Model Overview
The microsoft/LLaMA-2-13b-GTL-Delta is a 13 billion parameter model from Microsoft's Industrial Foundation Models (IFMs) family, built upon the LLaMA-2 architecture. It has been extensively fine-tuned on over 380 diverse tabular datasets, making it specialized for industrial applications. The model processes language-formatted tabular data as input prompts and generates predictive answers for both classification and regression tasks.
Key Capabilities
- Tabular Data Processing: Optimized for analyzing and making predictions from structured tabular data.
- Industrial Applications: Designed for use across various industrial sectors, including commerce, healthcare, energy, and sustainability.
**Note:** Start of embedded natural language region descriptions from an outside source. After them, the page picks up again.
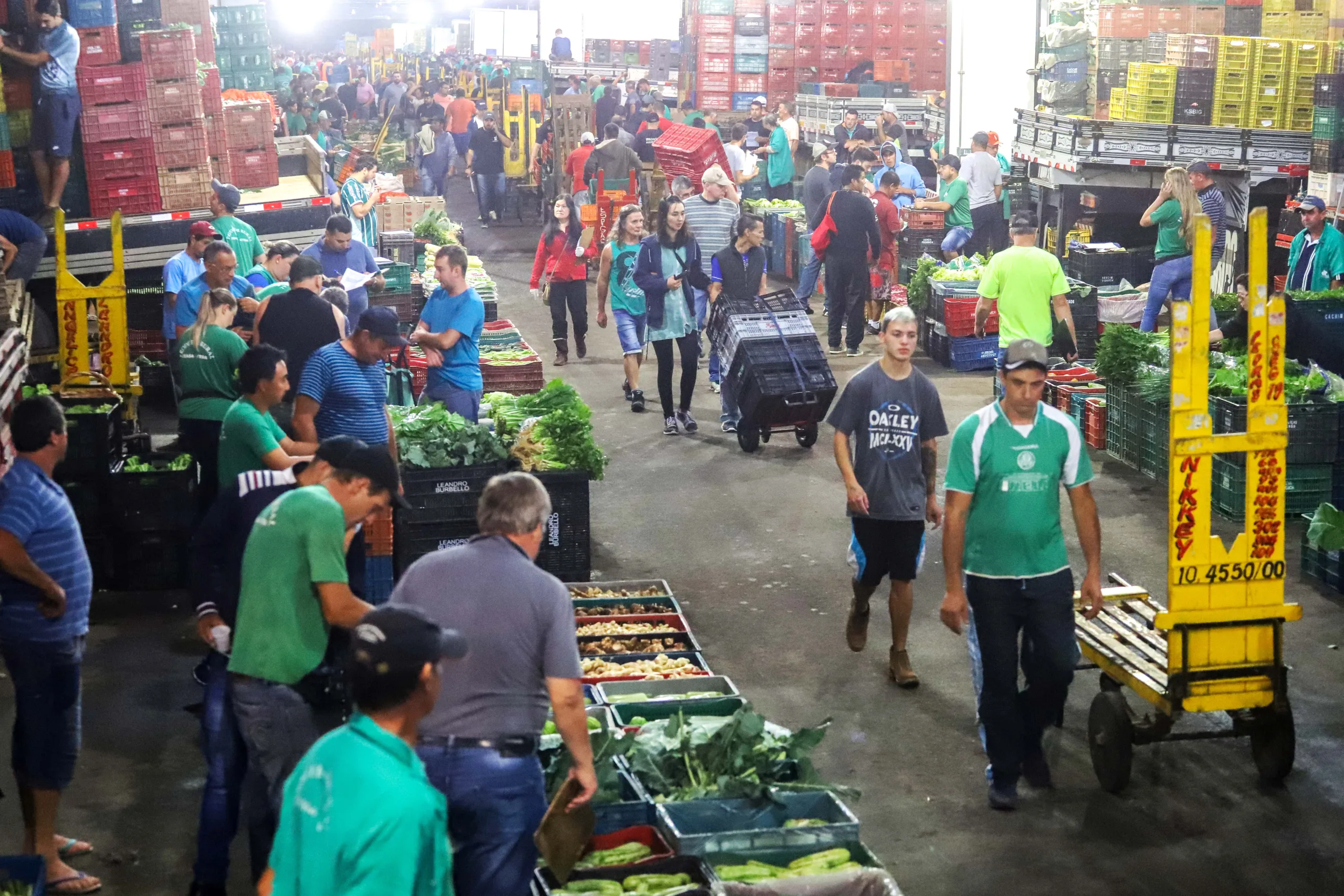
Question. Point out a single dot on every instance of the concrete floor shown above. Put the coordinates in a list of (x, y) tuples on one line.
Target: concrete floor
[(754, 547)]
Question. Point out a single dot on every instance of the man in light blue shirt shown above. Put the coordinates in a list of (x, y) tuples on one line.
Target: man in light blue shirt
[(57, 107), (449, 331)]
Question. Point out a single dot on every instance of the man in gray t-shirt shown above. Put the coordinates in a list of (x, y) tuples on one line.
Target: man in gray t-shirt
[(887, 422), (480, 742)]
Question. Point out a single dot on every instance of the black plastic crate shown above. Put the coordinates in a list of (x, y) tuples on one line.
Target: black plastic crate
[(566, 537), (1312, 428), (162, 500)]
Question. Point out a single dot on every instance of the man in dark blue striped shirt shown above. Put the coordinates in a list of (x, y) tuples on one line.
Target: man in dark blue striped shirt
[(46, 585), (344, 386)]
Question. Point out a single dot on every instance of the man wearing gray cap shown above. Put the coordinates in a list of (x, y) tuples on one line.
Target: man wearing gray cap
[(1004, 559)]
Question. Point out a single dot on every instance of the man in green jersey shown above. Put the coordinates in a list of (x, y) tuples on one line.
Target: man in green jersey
[(239, 236), (1003, 534), (295, 589)]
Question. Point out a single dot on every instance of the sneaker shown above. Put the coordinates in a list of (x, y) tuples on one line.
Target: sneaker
[(1003, 798), (1037, 773)]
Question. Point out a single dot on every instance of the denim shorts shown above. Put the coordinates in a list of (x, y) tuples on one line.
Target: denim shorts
[(631, 330), (46, 719)]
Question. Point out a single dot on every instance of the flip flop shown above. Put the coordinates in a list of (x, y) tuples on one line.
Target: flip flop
[(54, 886)]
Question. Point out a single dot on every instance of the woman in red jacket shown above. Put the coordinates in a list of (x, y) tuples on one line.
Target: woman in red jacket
[(563, 261)]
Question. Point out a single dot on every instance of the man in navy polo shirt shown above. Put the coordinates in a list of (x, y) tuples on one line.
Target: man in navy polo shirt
[(47, 583)]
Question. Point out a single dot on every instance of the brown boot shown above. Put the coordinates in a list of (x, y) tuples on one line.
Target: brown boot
[(899, 671), (857, 626)]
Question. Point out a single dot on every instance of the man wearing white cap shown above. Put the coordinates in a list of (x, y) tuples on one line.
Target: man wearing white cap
[(574, 167)]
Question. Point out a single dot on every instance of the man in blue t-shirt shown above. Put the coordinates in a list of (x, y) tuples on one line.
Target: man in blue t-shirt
[(47, 585), (56, 108), (339, 251), (449, 331)]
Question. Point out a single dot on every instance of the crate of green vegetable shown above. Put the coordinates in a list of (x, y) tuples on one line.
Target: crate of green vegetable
[(154, 492), (812, 820), (671, 876)]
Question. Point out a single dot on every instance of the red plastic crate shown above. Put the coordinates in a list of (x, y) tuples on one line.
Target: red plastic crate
[(249, 125), (132, 195), (105, 85), (183, 144), (255, 168), (99, 46), (174, 101), (711, 25), (123, 121), (120, 159), (169, 54)]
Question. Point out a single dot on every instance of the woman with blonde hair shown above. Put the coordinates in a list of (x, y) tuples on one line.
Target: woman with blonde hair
[(1174, 215), (207, 355)]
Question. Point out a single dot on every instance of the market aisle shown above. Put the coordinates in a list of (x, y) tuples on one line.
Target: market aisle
[(756, 550)]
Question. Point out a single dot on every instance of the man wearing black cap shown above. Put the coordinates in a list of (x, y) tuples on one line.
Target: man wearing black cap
[(1006, 464), (295, 587), (359, 813), (217, 559)]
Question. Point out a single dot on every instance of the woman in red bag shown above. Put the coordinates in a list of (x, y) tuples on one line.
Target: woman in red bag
[(562, 261)]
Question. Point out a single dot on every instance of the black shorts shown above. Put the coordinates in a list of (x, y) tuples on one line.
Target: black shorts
[(890, 549)]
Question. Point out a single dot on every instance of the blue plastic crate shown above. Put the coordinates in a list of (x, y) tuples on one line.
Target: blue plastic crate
[(973, 354), (93, 14)]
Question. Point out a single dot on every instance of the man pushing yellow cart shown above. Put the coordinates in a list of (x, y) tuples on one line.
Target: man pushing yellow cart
[(1218, 645)]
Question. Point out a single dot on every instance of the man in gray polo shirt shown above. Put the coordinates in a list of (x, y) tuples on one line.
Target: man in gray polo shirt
[(480, 742)]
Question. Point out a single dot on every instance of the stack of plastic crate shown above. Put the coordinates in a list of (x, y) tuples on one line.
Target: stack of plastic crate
[(243, 47), (1233, 85), (250, 143), (1151, 93)]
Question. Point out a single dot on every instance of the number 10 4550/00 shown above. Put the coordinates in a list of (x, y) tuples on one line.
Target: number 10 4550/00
[(1221, 573)]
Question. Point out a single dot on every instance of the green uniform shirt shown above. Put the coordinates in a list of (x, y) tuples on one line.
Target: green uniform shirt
[(956, 194), (1023, 279), (1170, 242), (295, 544), (245, 438), (209, 386), (241, 238), (1012, 530), (361, 818)]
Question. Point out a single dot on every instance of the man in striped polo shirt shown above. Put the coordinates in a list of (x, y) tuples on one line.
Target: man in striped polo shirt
[(1002, 530)]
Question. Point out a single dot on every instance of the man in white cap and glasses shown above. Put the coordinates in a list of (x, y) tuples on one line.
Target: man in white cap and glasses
[(574, 167), (1007, 462)]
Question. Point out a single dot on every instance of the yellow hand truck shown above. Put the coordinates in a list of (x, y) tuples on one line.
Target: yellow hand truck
[(1218, 647)]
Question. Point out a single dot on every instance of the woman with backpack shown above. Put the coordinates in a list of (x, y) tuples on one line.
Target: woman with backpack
[(560, 270), (668, 263)]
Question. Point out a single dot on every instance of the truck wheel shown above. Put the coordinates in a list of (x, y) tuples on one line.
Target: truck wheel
[(1110, 738)]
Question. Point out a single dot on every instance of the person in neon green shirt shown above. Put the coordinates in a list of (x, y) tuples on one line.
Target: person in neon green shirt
[(1027, 282)]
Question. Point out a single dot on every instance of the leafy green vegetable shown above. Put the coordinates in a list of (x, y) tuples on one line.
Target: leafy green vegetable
[(432, 437)]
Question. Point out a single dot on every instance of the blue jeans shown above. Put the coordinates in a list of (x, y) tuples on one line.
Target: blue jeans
[(490, 195), (226, 766), (1171, 280), (495, 804), (46, 711), (1042, 612)]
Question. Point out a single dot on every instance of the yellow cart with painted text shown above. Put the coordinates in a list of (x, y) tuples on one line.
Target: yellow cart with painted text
[(1218, 644)]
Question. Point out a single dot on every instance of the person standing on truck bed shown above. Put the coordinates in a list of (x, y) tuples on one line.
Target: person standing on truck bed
[(239, 236), (57, 105)]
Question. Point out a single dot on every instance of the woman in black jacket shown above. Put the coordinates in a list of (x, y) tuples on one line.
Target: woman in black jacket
[(670, 261), (737, 272)]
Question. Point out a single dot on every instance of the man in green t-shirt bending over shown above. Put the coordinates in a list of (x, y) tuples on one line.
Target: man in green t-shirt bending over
[(293, 592), (1002, 531)]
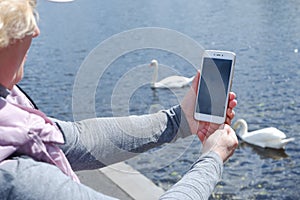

- Classification and Regression: Supports both classification and regression tasks based on the input prompt's instructions.
- In-context Learning: Leverages in-context learning to interpret and respond to prompts containing context data, task instructions, or direct questions.
Intended Uses
This model is best suited for scenarios requiring accurate predictions from diverse tabular datasets in industrial contexts. Users should format prompts to include feature descriptions, label descriptions, and the data itself, often in a table format, to guide the model effectively. The model's tokenizer supports a vocabulary size of up to 32,000 tokens, consistent with the base LLaMA-2 model.
Responsible AI Considerations
Like other large language models, LLaMA-2-13b-GTL-Delta may exhibit biases due to its training data, potentially leading to biased predictions in specific industrial scenarios. Users are advised to verify predictions with other sources or domain experts, especially in high-risk applications. Developers should implement responsible AI practices, including assessing suitability for consequential impacts, mitigating misinformation risks, and preventing harmful content generation or misuse.